Friday, August 23 • 5:30 • Old Masonic Hall
I aspire not to romanticize the subjects or content of my work. I strive to “keep it real” and have found that my best works are inspired by my personal experiences. Beer cans, branding irons, and gourd rattles represent aspects of my reality. These materials reflect who I am and not how the mainstream might understand the contemporary Native American experience. They represent my community as well: a community that struggles with various issues but that also laughs, loves, and continues to evolve.
While my work may not appear “traditional,” it is part of a continuation of creative responses to the world that the Cahuilla have exercised since ancient times. I believe the strict adherence to traditional materials and authentic forms has been forced onto Indigenous expression by Euro-American belief systems that view art and culture through a monetary lens. The result is a narrow conception of Native American art that imposes an eighteenth-century aesthetic and transforms it into a commodity.

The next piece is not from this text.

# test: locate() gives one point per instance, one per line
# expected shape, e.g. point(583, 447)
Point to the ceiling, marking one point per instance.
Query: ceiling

As you view my work, I ask that you do not simply compare or contrast it to “traditional Native American art,” but that you understand my work exists within a spectrum of Indigenous expression that is simultaneously ancient and contemporary. I’m proud and humbled to contribute to the Indigenous Intellectual Tradition. I am not simply a contemporary artist that happens to be Indian. I am a Native American artist. I am a Cahuilla artist.
Gerald Clarke is a visual artist, educator, tribal leader, and cultural practitioner whose family has lived in the Anza Valley for time immemorial. As an enrolled citizen of the Cahuilla Band of Indians, Gerald lives in the home his grandfather built (c.1940) on the Cahuilla Indian Reservation and oversees the Clarke family cattle ranch. He is a Professor of Ethnic Studies at the University of California Riverside where he teaches classes in Native American art, history, and culture.
Clarke has exhibited extensively and his work can be seen in numerous major museum collections. In 2007, Gerald was awarded an Eiteljorg Museum Fellowship for Native American Fine Art and served as an Artist-in-Residence at the Institute of American Indian Arts (Santa Fe, NM) in 2015. In 2020, the Palm Springs Art Museum hosted Gerald Clarke: Falling Rock, the first major retrospective of the artist’s work.
Clarke holds a B.A. in Art from the University of Central Arkansas and the M.A./M.F.A. degrees in Painting/Sculpture from Stephen F. Austin State University.